Preciosa, aquí tú eres la exótica, con esos pantalones ajustados, ese pelo
corto y esos maravillosos, maravillosos ojos verdes.
Me quedé sin
palabras. Por suerte no me hicieron falta. Mi marido entraba en el bar y él
desapareció tan rápido que llegué a preguntarme si era real.
Pero el destino
tiene un sentido del humor retorcido.
-¡Ah! Estás
aquí, te estaba buscando. Lo siento, pero me han llamado del trabajo. Tengo que
volver.
-¿Se nos
acabaron las vacaciones?
-Para mí sí.
Pero tú quédate.
-¿Qué?
-Está todo
pagado ya, disfruta de las vacaciones, amor.
-¿Y qué voy a
hacer yo aquí sola tres días?
-Mujer hay
excursiones, contrata un guía. No sé. Puedes simplemente tumbarte en la piscina
a tomar el sol.
Ahí acabó la
discusión. Aquella noche mi marido se fue y yo me quedé sola en la habitación.
Pensando en unos ojos negros, que no eran los suyos.
Por supuesto, él
apareció al día siguiente.
-Tu marido es un
hombre valiente.
-Buenos días a
ti también. Veo que no vas a seguir mi consejo de buscar a otra mujer.
Sonrió, como
solo algunos hombres saben hacerlo.

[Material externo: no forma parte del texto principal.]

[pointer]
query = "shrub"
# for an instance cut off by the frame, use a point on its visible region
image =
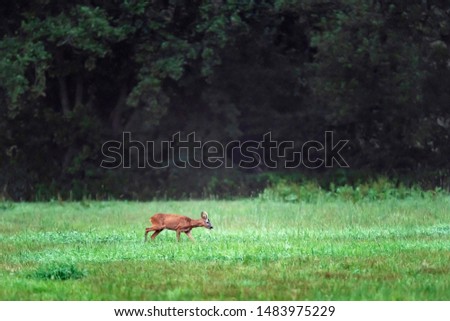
(59, 271)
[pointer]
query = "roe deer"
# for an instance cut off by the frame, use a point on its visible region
(176, 223)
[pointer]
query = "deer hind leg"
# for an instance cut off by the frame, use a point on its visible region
(188, 233)
(155, 234)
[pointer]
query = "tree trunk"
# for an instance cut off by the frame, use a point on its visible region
(64, 96)
(116, 114)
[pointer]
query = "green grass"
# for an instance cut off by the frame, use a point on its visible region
(258, 250)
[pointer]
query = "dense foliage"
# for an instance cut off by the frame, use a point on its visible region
(74, 75)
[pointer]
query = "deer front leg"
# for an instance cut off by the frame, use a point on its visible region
(155, 234)
(188, 233)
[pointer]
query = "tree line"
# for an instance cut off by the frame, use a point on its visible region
(75, 75)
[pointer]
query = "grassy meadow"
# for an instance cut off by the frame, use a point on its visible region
(258, 250)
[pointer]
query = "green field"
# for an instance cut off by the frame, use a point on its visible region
(258, 250)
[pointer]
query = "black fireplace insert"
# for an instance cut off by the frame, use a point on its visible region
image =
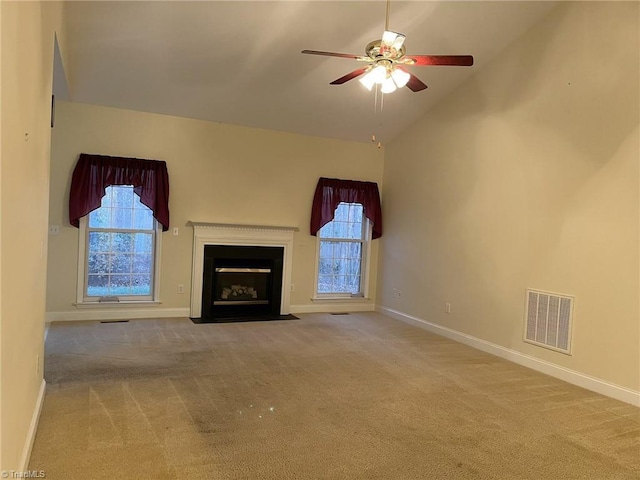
(241, 282)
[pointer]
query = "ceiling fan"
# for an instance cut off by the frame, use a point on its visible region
(386, 60)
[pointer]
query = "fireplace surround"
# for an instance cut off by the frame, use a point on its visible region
(236, 270)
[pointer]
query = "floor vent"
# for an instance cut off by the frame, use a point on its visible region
(548, 320)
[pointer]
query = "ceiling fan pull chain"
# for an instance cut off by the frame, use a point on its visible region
(386, 23)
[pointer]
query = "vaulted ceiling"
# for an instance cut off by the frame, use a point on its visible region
(239, 62)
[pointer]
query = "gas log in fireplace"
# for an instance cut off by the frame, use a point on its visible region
(241, 281)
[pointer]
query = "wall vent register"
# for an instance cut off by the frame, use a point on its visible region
(548, 320)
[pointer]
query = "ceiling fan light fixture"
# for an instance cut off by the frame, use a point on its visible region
(367, 81)
(400, 77)
(379, 74)
(389, 37)
(388, 86)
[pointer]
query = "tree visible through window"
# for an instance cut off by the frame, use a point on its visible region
(341, 251)
(120, 246)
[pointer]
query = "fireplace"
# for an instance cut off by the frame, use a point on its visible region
(239, 271)
(241, 281)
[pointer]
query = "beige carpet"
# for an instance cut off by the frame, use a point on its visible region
(324, 397)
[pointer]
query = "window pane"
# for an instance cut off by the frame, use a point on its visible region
(347, 223)
(122, 242)
(325, 283)
(143, 243)
(120, 285)
(122, 218)
(100, 218)
(141, 284)
(98, 285)
(123, 197)
(142, 263)
(120, 262)
(98, 242)
(142, 219)
(339, 267)
(326, 231)
(98, 263)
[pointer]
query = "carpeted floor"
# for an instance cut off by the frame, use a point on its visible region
(360, 396)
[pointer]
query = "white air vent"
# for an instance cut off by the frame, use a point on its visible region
(548, 320)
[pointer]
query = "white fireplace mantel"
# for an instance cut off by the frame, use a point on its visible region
(235, 234)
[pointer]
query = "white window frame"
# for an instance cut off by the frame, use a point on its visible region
(82, 299)
(364, 265)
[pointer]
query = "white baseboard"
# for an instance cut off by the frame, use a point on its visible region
(33, 427)
(333, 307)
(570, 376)
(119, 313)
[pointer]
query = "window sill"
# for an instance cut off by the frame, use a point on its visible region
(124, 303)
(340, 299)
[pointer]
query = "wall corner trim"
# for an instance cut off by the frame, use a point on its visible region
(117, 313)
(570, 376)
(345, 307)
(33, 427)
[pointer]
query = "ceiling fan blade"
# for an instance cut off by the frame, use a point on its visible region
(334, 54)
(349, 76)
(393, 39)
(453, 60)
(415, 84)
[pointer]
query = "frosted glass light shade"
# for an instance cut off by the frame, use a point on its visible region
(368, 81)
(400, 77)
(388, 86)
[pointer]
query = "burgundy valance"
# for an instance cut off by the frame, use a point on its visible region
(330, 192)
(94, 173)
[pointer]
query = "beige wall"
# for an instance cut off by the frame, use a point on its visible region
(527, 177)
(217, 173)
(27, 60)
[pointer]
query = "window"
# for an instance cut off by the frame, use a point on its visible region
(119, 249)
(342, 252)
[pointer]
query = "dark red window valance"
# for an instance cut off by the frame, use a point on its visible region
(94, 173)
(330, 192)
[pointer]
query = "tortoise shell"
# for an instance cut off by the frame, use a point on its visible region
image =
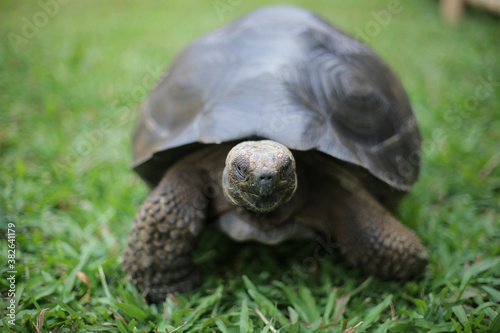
(284, 74)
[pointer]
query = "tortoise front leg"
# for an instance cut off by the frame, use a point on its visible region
(164, 234)
(372, 239)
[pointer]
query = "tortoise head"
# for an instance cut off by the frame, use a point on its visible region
(259, 175)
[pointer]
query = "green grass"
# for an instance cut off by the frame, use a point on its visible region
(68, 99)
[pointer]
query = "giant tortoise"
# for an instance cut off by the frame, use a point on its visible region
(276, 126)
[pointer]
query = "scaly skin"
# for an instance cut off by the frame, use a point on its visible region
(372, 239)
(329, 199)
(164, 234)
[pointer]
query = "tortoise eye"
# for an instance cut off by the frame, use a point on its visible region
(239, 171)
(286, 170)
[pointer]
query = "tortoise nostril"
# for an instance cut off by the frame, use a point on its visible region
(265, 178)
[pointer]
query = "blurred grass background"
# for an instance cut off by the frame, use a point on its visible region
(70, 87)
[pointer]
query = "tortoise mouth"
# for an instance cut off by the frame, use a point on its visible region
(268, 203)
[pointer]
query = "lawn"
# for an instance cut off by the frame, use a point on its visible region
(72, 75)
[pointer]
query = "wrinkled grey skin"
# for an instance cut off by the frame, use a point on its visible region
(276, 126)
(259, 176)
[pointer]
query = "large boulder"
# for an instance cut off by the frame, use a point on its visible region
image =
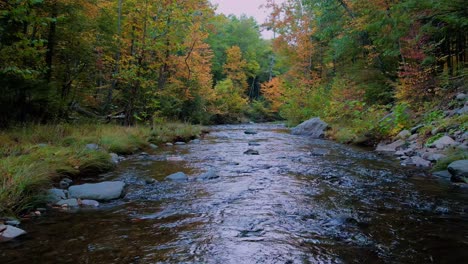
(8, 232)
(314, 128)
(459, 171)
(102, 191)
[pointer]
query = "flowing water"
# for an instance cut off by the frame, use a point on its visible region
(299, 201)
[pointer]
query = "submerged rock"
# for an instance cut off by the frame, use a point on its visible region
(314, 128)
(92, 146)
(8, 232)
(54, 195)
(390, 147)
(250, 132)
(97, 191)
(68, 202)
(90, 203)
(209, 175)
(251, 152)
(178, 176)
(459, 171)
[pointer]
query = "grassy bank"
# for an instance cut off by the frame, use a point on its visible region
(34, 156)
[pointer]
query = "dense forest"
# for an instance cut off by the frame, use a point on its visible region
(139, 60)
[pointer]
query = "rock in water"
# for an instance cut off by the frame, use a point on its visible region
(251, 152)
(8, 232)
(391, 147)
(97, 191)
(209, 175)
(54, 195)
(314, 128)
(178, 176)
(459, 171)
(68, 202)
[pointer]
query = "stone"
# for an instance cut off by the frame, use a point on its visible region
(65, 183)
(314, 128)
(114, 158)
(390, 147)
(178, 176)
(433, 156)
(153, 146)
(460, 97)
(209, 175)
(92, 146)
(459, 171)
(8, 232)
(90, 203)
(68, 203)
(416, 128)
(250, 132)
(419, 162)
(443, 142)
(404, 134)
(102, 191)
(13, 222)
(251, 152)
(54, 195)
(442, 174)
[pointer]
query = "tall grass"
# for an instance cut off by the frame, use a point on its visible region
(32, 157)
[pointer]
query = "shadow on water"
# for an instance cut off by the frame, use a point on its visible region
(298, 201)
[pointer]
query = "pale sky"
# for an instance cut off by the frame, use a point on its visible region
(248, 7)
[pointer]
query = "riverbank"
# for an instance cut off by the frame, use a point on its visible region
(34, 157)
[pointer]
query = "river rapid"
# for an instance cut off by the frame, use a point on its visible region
(299, 201)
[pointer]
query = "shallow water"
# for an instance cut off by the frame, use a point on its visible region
(299, 201)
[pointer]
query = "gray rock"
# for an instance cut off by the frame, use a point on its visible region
(92, 146)
(444, 142)
(209, 175)
(195, 141)
(102, 191)
(404, 134)
(90, 203)
(314, 128)
(12, 221)
(54, 195)
(251, 152)
(418, 162)
(8, 232)
(442, 174)
(250, 132)
(413, 137)
(459, 171)
(65, 183)
(178, 176)
(460, 97)
(390, 147)
(433, 156)
(114, 158)
(68, 202)
(416, 129)
(153, 146)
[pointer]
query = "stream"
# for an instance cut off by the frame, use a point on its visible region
(299, 201)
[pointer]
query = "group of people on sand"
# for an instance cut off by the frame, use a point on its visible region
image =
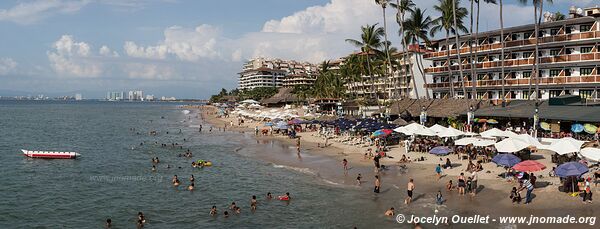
(253, 205)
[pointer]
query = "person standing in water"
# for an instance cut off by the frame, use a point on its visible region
(410, 188)
(377, 184)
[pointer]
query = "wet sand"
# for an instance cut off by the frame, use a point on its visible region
(325, 163)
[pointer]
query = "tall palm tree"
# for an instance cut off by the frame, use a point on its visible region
(475, 36)
(369, 44)
(403, 6)
(383, 4)
(538, 9)
(416, 27)
(446, 23)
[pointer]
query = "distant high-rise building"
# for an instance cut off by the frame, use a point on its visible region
(114, 96)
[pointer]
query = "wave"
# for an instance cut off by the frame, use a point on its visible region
(301, 170)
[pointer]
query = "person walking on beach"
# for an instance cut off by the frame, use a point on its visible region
(377, 184)
(410, 188)
(526, 184)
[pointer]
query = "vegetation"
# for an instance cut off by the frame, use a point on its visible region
(256, 94)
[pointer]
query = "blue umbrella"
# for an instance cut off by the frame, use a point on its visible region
(571, 169)
(440, 150)
(576, 128)
(506, 159)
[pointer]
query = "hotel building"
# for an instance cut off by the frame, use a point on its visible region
(263, 72)
(569, 61)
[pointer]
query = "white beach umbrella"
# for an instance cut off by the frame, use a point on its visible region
(529, 139)
(465, 141)
(438, 128)
(565, 145)
(592, 154)
(511, 145)
(415, 129)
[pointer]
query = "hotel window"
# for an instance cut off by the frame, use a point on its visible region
(585, 28)
(555, 93)
(586, 71)
(586, 49)
(586, 94)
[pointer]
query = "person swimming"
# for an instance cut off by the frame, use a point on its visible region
(253, 203)
(213, 211)
(175, 181)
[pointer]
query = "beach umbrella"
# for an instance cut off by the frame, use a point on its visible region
(576, 128)
(565, 145)
(511, 145)
(381, 133)
(592, 154)
(545, 126)
(440, 150)
(529, 166)
(589, 128)
(571, 169)
(506, 159)
(494, 132)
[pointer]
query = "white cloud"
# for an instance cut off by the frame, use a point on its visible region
(33, 11)
(149, 71)
(185, 44)
(105, 51)
(7, 65)
(71, 58)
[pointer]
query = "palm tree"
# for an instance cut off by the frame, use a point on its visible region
(403, 6)
(383, 4)
(474, 56)
(415, 30)
(538, 9)
(369, 44)
(447, 23)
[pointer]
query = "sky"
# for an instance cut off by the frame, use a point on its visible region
(186, 48)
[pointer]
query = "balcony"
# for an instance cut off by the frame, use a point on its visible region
(519, 43)
(558, 80)
(520, 62)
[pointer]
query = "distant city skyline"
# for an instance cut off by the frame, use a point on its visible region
(184, 48)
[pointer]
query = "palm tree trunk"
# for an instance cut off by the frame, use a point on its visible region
(451, 81)
(535, 54)
(462, 80)
(502, 52)
(474, 91)
(477, 49)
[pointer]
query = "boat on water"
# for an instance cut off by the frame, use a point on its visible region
(50, 154)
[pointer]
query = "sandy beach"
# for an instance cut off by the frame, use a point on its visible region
(492, 197)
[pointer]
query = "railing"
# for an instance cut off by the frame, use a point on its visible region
(510, 44)
(519, 62)
(522, 82)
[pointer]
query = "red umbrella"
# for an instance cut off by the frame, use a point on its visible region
(529, 166)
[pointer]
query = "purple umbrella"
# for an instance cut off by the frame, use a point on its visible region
(506, 159)
(571, 169)
(440, 150)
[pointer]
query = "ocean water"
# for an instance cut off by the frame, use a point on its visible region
(113, 177)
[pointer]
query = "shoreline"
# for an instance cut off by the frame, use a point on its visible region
(491, 190)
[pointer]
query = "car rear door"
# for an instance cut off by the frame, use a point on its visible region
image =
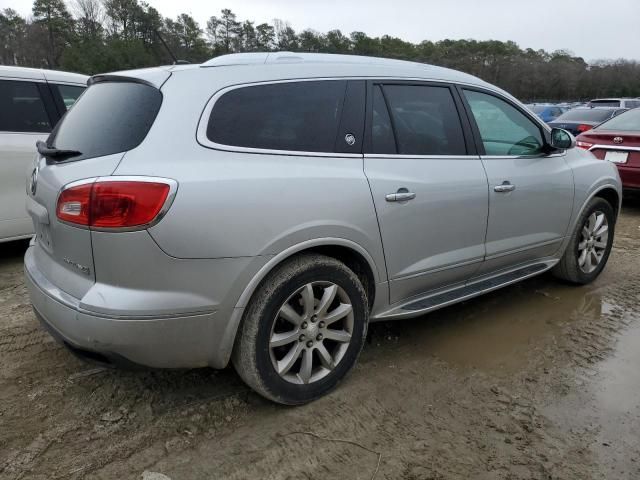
(530, 192)
(428, 185)
(27, 115)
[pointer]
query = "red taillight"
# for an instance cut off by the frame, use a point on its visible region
(585, 145)
(73, 204)
(117, 204)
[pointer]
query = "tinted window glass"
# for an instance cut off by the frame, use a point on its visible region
(69, 94)
(21, 108)
(586, 115)
(503, 128)
(604, 103)
(298, 116)
(627, 121)
(382, 140)
(538, 108)
(425, 120)
(110, 117)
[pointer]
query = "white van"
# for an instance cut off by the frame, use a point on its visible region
(31, 103)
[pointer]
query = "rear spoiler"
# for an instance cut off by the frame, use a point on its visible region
(154, 77)
(117, 78)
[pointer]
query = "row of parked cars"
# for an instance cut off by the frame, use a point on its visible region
(608, 127)
(263, 208)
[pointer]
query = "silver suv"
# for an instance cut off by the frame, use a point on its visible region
(264, 208)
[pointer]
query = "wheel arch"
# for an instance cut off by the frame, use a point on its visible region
(350, 253)
(347, 251)
(611, 195)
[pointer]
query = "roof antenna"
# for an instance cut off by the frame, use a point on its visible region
(173, 57)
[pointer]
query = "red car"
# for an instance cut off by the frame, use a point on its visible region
(618, 141)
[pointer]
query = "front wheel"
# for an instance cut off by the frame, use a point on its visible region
(303, 330)
(590, 244)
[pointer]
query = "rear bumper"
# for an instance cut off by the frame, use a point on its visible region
(167, 342)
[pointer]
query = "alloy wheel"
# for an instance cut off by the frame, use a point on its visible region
(594, 238)
(311, 332)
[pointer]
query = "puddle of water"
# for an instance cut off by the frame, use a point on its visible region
(499, 331)
(616, 405)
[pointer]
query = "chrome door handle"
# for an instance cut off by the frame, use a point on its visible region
(400, 196)
(505, 187)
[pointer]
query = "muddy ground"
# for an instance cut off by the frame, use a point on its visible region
(536, 381)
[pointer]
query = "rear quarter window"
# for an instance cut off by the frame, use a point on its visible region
(69, 94)
(22, 108)
(110, 117)
(291, 116)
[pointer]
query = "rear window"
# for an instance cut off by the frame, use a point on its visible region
(294, 116)
(591, 115)
(22, 108)
(628, 121)
(111, 117)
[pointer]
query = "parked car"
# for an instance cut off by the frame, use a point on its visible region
(580, 120)
(31, 103)
(618, 141)
(547, 113)
(615, 102)
(263, 208)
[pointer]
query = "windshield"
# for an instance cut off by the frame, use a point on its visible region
(586, 115)
(627, 121)
(110, 117)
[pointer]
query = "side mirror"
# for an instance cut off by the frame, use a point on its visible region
(561, 139)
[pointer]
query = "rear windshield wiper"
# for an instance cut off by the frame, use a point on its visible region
(55, 153)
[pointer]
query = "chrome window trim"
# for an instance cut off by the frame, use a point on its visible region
(201, 131)
(418, 157)
(507, 157)
(614, 147)
(173, 189)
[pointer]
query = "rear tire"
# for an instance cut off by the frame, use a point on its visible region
(303, 330)
(590, 244)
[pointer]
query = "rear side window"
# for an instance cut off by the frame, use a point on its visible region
(425, 120)
(294, 116)
(69, 94)
(382, 139)
(111, 117)
(503, 128)
(22, 108)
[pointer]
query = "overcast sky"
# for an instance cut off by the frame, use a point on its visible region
(590, 29)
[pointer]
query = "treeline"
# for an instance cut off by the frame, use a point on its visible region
(92, 36)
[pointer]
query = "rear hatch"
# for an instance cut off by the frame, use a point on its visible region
(110, 118)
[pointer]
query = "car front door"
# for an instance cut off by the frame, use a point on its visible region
(27, 115)
(428, 185)
(530, 191)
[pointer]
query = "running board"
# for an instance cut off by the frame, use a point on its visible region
(417, 307)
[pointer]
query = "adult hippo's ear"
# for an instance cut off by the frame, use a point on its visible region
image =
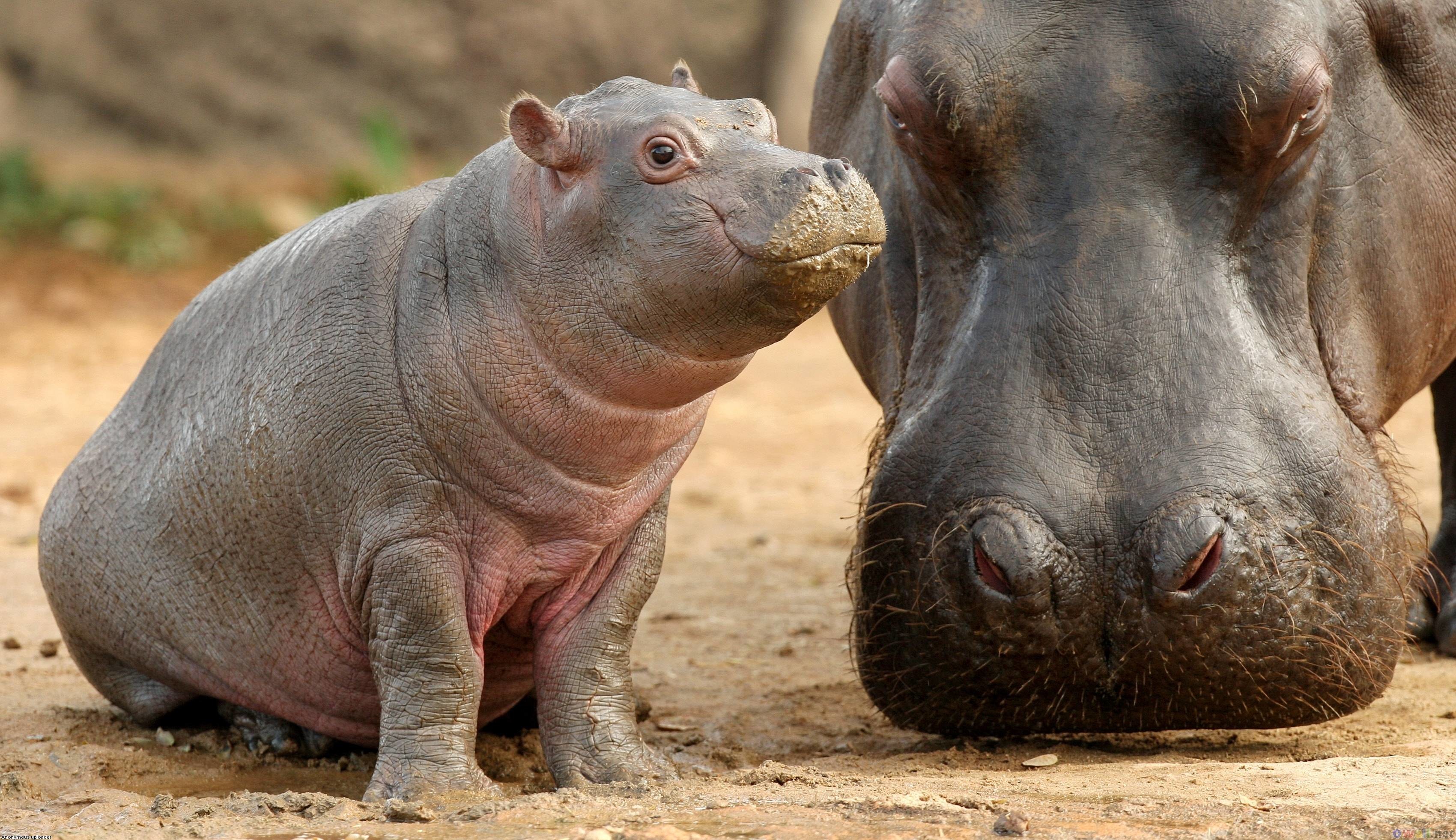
(683, 77)
(542, 134)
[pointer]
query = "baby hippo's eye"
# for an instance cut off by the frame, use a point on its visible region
(665, 159)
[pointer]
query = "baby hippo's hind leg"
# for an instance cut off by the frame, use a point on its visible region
(263, 733)
(131, 691)
(585, 673)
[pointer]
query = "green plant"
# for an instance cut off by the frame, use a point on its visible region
(388, 167)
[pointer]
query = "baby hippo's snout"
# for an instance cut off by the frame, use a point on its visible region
(810, 210)
(812, 230)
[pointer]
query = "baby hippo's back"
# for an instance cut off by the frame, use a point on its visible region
(203, 523)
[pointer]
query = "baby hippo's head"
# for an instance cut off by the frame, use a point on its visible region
(699, 232)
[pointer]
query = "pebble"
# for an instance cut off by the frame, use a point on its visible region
(1012, 823)
(403, 811)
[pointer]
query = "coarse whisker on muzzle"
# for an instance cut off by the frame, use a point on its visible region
(855, 555)
(877, 510)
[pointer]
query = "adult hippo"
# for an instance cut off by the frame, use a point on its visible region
(1157, 274)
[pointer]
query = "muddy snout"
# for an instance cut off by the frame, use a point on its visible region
(812, 232)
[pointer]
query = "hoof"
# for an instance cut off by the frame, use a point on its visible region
(638, 765)
(1446, 631)
(414, 781)
(264, 733)
(1420, 619)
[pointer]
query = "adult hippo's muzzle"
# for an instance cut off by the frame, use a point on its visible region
(1199, 541)
(1142, 312)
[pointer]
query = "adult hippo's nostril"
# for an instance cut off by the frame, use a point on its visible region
(1203, 566)
(1012, 555)
(1187, 551)
(991, 573)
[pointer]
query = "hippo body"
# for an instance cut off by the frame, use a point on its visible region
(411, 462)
(1157, 276)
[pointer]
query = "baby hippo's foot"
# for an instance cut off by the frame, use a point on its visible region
(263, 733)
(600, 765)
(417, 778)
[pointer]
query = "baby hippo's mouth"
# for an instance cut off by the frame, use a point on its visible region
(856, 252)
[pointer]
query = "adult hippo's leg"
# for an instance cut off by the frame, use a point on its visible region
(585, 673)
(1444, 548)
(427, 673)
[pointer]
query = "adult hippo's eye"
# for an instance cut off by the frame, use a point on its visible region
(895, 120)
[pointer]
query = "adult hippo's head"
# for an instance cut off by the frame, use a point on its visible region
(1157, 274)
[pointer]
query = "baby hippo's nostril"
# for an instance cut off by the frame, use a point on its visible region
(1189, 551)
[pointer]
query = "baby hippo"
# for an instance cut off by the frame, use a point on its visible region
(411, 462)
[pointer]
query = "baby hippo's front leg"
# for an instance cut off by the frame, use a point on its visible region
(427, 673)
(585, 673)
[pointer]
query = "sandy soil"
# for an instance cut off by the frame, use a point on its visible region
(742, 655)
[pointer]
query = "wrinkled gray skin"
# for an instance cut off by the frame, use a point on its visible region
(1155, 277)
(411, 462)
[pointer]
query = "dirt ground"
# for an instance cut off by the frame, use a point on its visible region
(742, 654)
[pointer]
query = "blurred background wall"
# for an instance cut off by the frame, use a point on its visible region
(293, 82)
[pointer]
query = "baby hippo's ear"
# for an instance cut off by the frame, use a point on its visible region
(542, 134)
(683, 77)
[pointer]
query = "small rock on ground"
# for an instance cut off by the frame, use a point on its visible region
(1012, 823)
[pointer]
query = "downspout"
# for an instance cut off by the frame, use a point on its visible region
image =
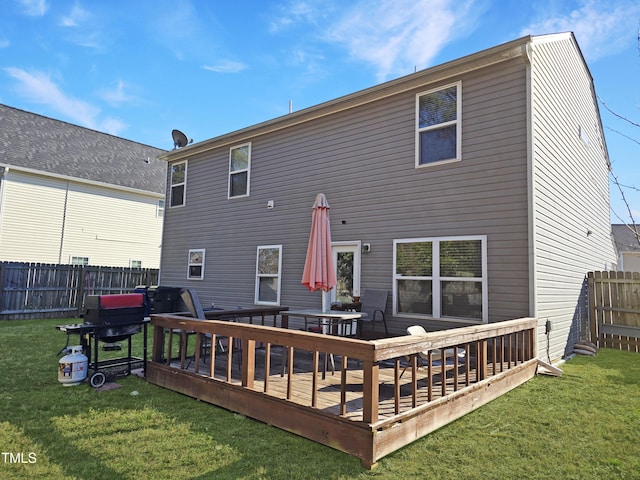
(3, 174)
(64, 223)
(532, 203)
(531, 190)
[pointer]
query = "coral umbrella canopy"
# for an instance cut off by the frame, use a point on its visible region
(319, 273)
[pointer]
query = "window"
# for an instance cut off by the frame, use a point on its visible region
(195, 269)
(79, 260)
(239, 167)
(268, 268)
(178, 183)
(441, 278)
(438, 125)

De una forma tan sensual, tan lenta, tan
deliberada, que las mujeres solo podemos temblar, y rezar porque no vuelva a
sonreírnos así.
-Por hoy no.
-Pues tenemos un
problema, porque yo no quiero estar contigo.
Mentí. ¿Qué otra
cosa podía hacer? Pero no me creyó, sabía demasiado de las mujeres como para
creerme, así que me propuso un trato.
-¿Qué te parece
si te muestro la ciudad? Digo la verdadera ciudad, no la versión para turistas.
Prometo no insinuarme.
Acepté. Tenía
demasiada curiosidad, por la ciudad, por él, por si sería capaz de cumplir su
promesa.
Los siguientes
días fueron un sueño. Me mostró una cara de Marruecos que jamás habría conocido
sin él. Me llevó por callejuelas que aún hoy están en mis recuerdos. Los sitios
que visitamos, los olores, las personas que me presentó. Cumplió su promesa. No
hizo ninguna insinuación, y no me siento orgullosa de admitir que deseaba que
lo hiciera, deseaba volver a ser tentada, y deseaba más aún caer en la tentación.
Era un hombre
culto, divertido y sensual, aunque no me dijese nada, yo sabía que pensaba en
mí, desnuda bajo él. Se lo veía en la mirada, en la forma en que contenía sus
manos para no tocarme, en la forma en que se acercaba a mí, para retirarse un
segundo después, como si se hubiese acercado sin querer.
Y llegó la
despedida.
-Cumplí mi
promesa. Ahora te ofrezco otro trato. Ven a mí. Mañana deberías partir a tu
país. No lo hagas. En vez de montar en ese avión, ven a mí. Te esperaré en la
plaza donde te vi por primera vez. Y ni se te ocurra fingir que no sabes a qué
lugar me refiero. Sé que sentiste lo mismo que yo. Si vienes, arreglaremos los
papeles para tu divorcio. Me casaré contigo en cuanto estés libre de nuevo. Y
te prometo, y ya sabes que cumplo mis promesas, que te haré feliz el resto de
mi vida.
Se fue, sin
dejarme responder. Sin dejarme decirle adiós. Él estaba seguro de que ganaría.
Porque siempre ganaba.
Pasé la noche en
vela. Lo que me ofrecía habría sido irresistible, si yo no tuviese un marido
ya, si no le amase, si no me hiciese feliz.
Pero tenía un
marido al que regresar, un hombre que me amaba, al que yo amaba. Y amé. Amé a
mi marido hasta el mismo día de su muerte, en realidad aún lo amo. Me hizo muy
feliz, él me entendía, y yo a él.
Pero todas las
noches, antes de dormir, unos ojos negros me acechan, me preguntan por qué no
fui. Y una parte de mí sabe que aquel amor, el amor que me esperó al otro lado
del mar, era tan verdadero, tan real, como el amor de mi matrimonio, con una
salvedad. Aquel amor nunca llegó a ser, no se amansó con los años, no se apagó
para convertirse en el calor que calienta pero no quema. Aquel amor fue siempre
una llama a punto de prender, una promesa en el aire, un adiós sin pronunciar.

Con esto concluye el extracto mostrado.